Cambodge Avec une explosion de fréquentation touristique sans précédent dans ce pays, les écoles hôtelières Sala Baï et Dubrule oeuvrent pour former de jeunes cambodgiens aux métiers de l'hôtellerie et de la restauration. 8 h 15 du matin. Cuisine de l'école Sala Baï : Johannes Rivière, chef-pédagogue, s'active dans les 30 m2 de surface qui lui sont impartis pour assurer la mise en place du menu du midi. Parallèlement, le chef contrôle le service des derniers clients attablés devant un copieux petit-déjeuner, prêts à partir à l'assaut des temples d'Angkor.
PAR GAËLLE GIRARD ET BRUNO MARCHANDISE

Avec 500 000 touristes en 2004 

Sala Baï et Paul Dubrule, deux écoles à pied d'oeuvre


Le site d'Angkor Wat illuminé pour Les Nuits d'Angkor, spectacle de ballet français et khmer organisé par l'ambassade de France en l'honneur du roi du Cambodge.
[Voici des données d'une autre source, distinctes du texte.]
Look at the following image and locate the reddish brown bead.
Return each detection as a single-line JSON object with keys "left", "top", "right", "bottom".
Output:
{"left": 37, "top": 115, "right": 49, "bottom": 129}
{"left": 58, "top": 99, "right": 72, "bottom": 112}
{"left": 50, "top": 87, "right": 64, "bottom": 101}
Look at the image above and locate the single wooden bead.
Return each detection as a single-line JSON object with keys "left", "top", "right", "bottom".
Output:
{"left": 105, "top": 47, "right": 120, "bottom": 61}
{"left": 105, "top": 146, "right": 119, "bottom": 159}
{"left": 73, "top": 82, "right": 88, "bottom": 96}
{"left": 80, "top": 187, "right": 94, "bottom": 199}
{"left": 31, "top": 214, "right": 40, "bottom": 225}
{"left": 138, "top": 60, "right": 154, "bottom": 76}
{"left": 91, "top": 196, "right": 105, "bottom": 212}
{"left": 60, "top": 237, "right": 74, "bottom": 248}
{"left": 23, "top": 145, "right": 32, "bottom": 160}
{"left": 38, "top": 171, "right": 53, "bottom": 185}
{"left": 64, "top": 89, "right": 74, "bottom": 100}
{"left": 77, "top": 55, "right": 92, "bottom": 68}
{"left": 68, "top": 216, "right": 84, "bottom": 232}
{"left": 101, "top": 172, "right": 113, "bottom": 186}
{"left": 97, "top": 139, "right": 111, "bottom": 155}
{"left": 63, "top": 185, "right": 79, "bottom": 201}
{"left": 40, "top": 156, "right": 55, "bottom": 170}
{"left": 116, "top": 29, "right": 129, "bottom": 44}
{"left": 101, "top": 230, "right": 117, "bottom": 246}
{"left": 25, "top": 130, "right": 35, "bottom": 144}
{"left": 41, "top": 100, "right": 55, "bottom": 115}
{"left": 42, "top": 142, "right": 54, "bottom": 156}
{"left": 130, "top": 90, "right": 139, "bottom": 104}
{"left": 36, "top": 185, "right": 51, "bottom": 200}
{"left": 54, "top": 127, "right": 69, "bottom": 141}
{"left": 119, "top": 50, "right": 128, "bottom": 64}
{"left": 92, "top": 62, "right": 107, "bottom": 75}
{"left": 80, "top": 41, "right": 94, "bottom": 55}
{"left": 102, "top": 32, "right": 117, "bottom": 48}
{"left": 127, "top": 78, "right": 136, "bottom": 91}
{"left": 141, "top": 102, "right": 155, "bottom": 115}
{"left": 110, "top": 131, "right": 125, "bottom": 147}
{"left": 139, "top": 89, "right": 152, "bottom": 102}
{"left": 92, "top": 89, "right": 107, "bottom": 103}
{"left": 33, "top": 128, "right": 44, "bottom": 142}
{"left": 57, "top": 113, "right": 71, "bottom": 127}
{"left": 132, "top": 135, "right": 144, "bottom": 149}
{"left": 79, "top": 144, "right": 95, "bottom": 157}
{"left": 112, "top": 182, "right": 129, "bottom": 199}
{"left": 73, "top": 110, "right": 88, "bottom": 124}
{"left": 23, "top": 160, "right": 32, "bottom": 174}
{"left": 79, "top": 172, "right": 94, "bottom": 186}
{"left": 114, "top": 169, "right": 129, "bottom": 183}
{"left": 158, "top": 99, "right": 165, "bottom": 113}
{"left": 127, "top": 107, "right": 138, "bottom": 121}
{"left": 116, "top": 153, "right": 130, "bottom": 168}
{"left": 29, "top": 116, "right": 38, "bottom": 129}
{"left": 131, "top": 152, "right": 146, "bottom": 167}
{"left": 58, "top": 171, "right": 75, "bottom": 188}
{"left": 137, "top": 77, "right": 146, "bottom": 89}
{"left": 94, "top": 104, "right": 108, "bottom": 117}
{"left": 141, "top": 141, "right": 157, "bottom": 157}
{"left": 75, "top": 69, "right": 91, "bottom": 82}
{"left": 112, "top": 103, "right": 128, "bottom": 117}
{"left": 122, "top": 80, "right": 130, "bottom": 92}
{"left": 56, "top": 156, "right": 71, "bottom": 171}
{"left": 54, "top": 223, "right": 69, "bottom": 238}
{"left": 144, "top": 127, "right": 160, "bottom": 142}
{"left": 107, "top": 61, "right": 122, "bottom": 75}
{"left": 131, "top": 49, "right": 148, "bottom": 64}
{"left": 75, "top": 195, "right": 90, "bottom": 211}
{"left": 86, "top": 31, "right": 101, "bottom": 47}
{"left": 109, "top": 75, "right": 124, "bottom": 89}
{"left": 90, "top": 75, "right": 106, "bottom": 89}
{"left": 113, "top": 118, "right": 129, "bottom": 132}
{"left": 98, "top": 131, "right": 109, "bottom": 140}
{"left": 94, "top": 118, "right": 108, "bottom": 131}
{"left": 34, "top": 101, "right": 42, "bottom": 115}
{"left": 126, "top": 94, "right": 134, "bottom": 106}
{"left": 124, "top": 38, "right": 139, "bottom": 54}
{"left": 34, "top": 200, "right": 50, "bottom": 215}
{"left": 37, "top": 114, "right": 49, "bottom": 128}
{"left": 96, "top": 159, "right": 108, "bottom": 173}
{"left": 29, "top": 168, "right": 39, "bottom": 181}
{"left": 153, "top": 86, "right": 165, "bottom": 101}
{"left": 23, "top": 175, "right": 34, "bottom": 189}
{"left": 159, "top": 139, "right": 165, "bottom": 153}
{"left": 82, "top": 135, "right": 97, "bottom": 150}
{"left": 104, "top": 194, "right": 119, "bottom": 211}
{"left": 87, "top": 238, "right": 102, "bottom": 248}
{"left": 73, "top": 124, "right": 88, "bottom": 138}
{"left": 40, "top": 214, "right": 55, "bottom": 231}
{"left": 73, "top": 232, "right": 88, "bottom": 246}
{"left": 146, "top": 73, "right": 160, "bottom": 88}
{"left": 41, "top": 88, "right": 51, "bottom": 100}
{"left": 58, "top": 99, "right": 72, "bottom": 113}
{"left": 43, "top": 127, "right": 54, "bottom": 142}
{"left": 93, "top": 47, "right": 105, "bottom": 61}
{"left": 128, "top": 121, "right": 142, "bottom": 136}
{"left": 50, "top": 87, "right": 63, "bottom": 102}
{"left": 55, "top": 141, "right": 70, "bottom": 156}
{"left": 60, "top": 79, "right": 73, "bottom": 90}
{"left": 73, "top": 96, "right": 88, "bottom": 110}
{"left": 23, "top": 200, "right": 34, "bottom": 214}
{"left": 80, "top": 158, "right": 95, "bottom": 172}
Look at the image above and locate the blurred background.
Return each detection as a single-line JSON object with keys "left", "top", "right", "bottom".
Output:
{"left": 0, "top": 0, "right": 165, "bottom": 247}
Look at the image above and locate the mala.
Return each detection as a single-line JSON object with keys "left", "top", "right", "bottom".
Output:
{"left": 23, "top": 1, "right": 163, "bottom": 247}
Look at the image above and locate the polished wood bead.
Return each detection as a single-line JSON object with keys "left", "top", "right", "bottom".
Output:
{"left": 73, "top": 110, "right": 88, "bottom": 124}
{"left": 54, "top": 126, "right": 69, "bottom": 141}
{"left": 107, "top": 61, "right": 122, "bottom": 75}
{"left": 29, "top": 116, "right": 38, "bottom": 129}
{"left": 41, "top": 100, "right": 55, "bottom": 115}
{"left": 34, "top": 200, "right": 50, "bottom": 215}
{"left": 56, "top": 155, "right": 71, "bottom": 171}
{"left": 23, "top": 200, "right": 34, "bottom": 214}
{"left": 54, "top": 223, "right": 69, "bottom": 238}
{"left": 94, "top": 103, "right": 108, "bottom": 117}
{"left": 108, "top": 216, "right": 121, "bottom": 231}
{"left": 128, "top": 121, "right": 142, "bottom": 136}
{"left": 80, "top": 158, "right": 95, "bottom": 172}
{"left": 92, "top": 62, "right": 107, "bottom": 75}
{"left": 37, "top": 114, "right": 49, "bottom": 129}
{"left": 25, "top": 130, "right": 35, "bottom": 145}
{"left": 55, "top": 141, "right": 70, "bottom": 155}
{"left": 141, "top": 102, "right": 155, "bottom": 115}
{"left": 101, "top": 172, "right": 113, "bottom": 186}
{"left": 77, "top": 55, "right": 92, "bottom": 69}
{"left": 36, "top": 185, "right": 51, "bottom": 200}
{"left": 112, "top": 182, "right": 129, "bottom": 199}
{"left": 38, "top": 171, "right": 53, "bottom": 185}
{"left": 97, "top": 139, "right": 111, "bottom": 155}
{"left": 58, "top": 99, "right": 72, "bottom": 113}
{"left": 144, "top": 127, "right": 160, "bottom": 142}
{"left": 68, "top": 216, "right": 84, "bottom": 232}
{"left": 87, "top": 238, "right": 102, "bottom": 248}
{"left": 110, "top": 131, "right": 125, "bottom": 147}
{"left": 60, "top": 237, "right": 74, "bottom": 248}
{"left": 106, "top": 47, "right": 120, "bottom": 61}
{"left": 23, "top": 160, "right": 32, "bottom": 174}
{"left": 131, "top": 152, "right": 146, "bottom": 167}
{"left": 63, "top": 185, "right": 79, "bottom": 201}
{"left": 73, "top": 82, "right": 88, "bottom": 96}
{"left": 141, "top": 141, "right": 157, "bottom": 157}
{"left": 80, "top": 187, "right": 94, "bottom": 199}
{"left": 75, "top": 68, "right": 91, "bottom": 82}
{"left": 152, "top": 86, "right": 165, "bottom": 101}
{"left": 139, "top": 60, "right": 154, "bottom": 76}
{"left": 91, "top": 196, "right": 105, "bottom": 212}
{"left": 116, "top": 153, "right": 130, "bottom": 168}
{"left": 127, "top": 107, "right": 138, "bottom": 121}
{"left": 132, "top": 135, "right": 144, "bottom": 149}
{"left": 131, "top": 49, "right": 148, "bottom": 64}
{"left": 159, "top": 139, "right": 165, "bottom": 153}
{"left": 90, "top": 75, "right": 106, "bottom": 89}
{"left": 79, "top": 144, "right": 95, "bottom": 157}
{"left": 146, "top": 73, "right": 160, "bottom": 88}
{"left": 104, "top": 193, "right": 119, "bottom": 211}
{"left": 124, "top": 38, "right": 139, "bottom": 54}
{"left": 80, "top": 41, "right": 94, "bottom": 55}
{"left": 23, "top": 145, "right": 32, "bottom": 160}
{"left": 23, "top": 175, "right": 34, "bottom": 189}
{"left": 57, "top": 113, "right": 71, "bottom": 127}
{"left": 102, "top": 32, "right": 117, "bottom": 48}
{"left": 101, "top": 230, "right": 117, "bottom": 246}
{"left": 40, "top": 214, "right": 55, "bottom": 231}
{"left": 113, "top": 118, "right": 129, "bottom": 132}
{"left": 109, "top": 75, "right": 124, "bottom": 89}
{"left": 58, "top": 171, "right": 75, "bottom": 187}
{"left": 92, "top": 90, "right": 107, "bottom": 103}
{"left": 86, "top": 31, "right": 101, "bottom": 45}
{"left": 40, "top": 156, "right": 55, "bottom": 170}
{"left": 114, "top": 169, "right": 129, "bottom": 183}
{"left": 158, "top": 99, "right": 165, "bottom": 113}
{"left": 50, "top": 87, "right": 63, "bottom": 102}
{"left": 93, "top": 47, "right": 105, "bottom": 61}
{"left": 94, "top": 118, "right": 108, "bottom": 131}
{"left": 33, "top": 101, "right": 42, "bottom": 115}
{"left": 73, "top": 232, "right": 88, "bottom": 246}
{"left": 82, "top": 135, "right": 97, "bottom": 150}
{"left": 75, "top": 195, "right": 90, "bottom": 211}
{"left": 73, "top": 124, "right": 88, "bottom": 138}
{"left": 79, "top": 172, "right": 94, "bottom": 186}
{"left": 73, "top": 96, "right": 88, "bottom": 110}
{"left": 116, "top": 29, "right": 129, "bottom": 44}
Sans répit, le chef Johannes Rivière virevolte d'un gaspacho de potiron mijotant à une tarte citron meringuée sortant du four, seigneur d'un minuscule domaine où il enseigne les arcanes de la cuisine internationale à une équipe de jeunes Cambodgiens en apprentissage pour 1 an.
La journée de Johannes Rivière a commencé depuis 2 heures déjà et se trouve encore loin de son terme. Après un tour à l'aube au marché de Siem Reap pour repérer de nouveaux produits et serrer la main de quelques fournisseurs, le chef a suivi ses élèves dans leur gestion du rush matinal. Il continuera son enseignement toute la matinée pour courir ensuite au meeting de l'Association des chefs de Siem Reap, dont il est le cofondateur et l'un des principaux animateurs.
Comme les autres toques expatriées à Siem Reap, il a ressenti la nécessité de poser sur la table les enjeux de son métier et d'en débattre avec ses collègues : transmission d'un savoir gastronomique, formation d'un personnel local compétent et recherche sur place de produits de qualité. Car ce sont bien les questions fondamentales auxquelles doivent répondre les hôteliers-restaurateurs en poste depuis l'explosion du tourisme à Angkor.
Redécouvert par le grand public en 1996, le site d'Angkor et ses temples majestueux attirent chaque année un nombre toujours plus grand de visiteurs. La croissance est exponentielle : de 500 entrées vendues en 1996, le site a reçu plus de 500 000 touristes étrangers en 2004, pour tout autant de Cambodgiens. Et pense atteindre le million de visites internationales en 2006. C'est dire si les questions d'hébergement et de restauration se posent au sein de cette petite ville en mutation constante. Car depuis 2002, ce sont en moyenne 2 hôtels par mois qui ouvrent, sans compter le nombre inimaginable de guest-houses, bars et restaurants qui poussent comme des champignons après la pluie, menaçant de saturer un marché déjà fort bien pourvu. Sur le plan de la segmentation, on trouve de tout, du complexe 5 étoiles à l'échoppe de nouilles, en réponse à une demande multiforme. Car tout le monde vient visiter Angkor. Alors, il en faut pour toutes les bourses, tous les goûts… et toutes les nationalités. Dans le centre-ville se côtoient les établissements luxueux accueillant une clientèle européenne, japonaise et nord-américaine. Sur la route de l'aéroport, ce sont surtout des hôtels pour touristes chinois et coréens qui s'ouvrent sans cesse à perte de vue, palliant ainsi la demande croissante des tours asiatiques. Le tourisme de masse connaît son heure de gloire à Angkor pour le meilleur et pour le pire, à observer le ballet incessant des cars qui sillonnent les circuits de la cité khmère. Quitte à défigurer son merveilleux paysage.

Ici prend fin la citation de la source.